Broad Institute chief Eric Lander said it was surprising to learn that many of these new regulatory controls were coming from "jumping genes" that have bounced around chromosomes for more than a billion years.

These "jumping genes," called transposons, also are in areas once believed to be junk DNA.

But Mr. Lander said the research demonstrated that jumping genes, rather than being a sort of genetic parasite that just copied themselves, instead played a positive evolutionary role by spreading genetic innovations.

Three types of mammal

There are three types of mammals - animals that have hair, produce milk to nourish babies and have high metabolic rates.

Most common are placental mammals such as rodents, bats, dogs, cats, whales and people that bear live offspring that are nourished before birth in the mother's uterus.

Marsupials give live birth, without the long gestation of placental mammals, to tiny babies at a very early stage of development that climb from the birth canal to the mother's nipples, where they latch on for weeks or months. Examples include the kangaroo, wallaby and koala.

The most primitive mammals are monotremes, which lay eggs rather than having live birth. They include only the duck-billed platypus and the echidna, also known as the spiny anteater. Scientists are studying the platypus to try to decode the first monotreme genome.

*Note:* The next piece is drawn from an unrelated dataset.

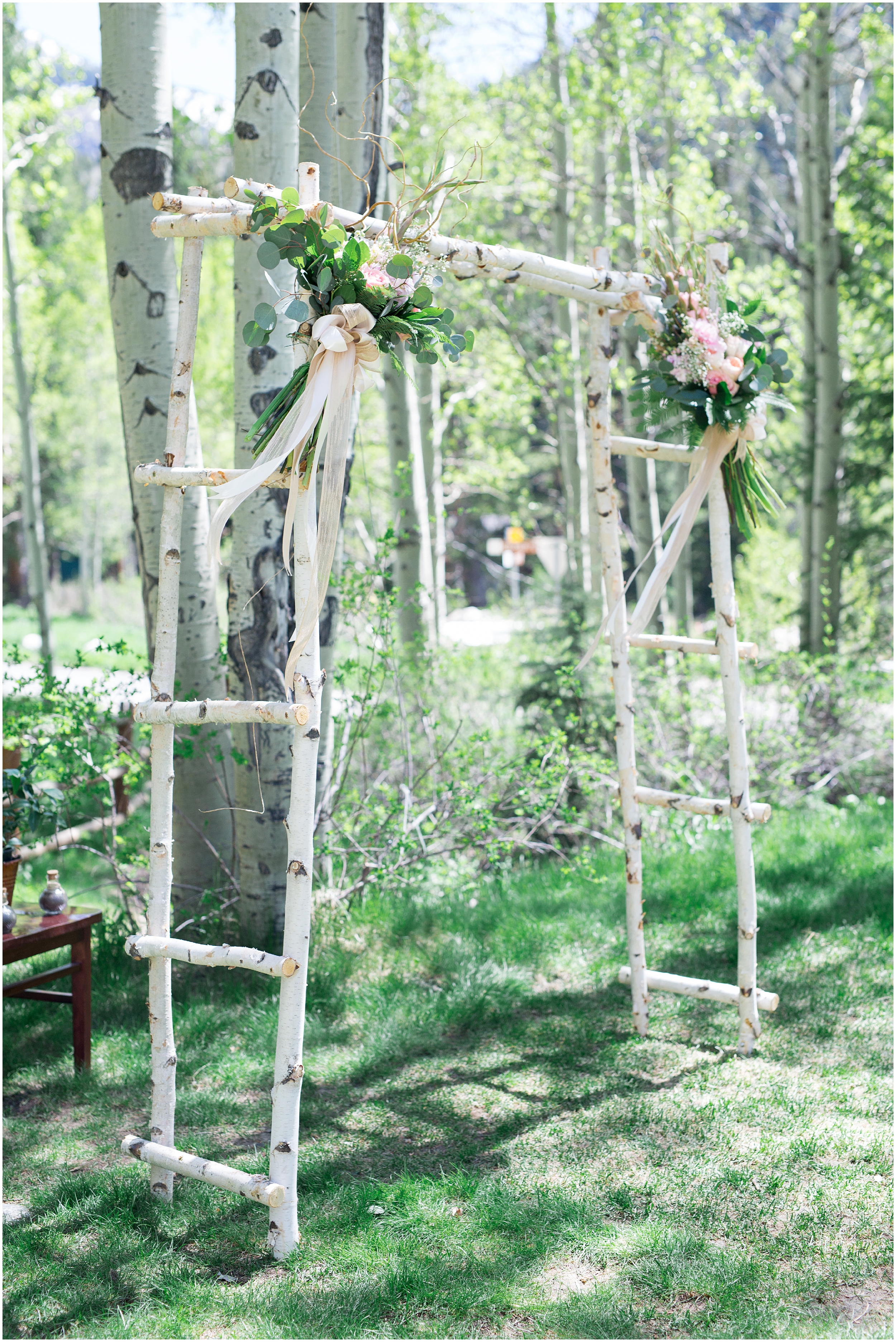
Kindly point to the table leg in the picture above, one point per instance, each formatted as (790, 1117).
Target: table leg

Katherine Belov of the University of Sydney in Australia said the research showed the complex mammalian immune system - the body's natural defences - arose before the two lineages separated.

"By aligning 1,500 human immune genes to the opossum genome, we discovered that the opossum genome is very similar to that of humans," Ms. Belov said by e-mail.

"For a long time, people have thought that the marsupial immune (system) is primitive and retarded. We have overturned this view. Marsupials are capable of complex immune responses which are on par with those of humans."

Marsupials - born without a functioning immune system - develop one while growing outside the mother's body.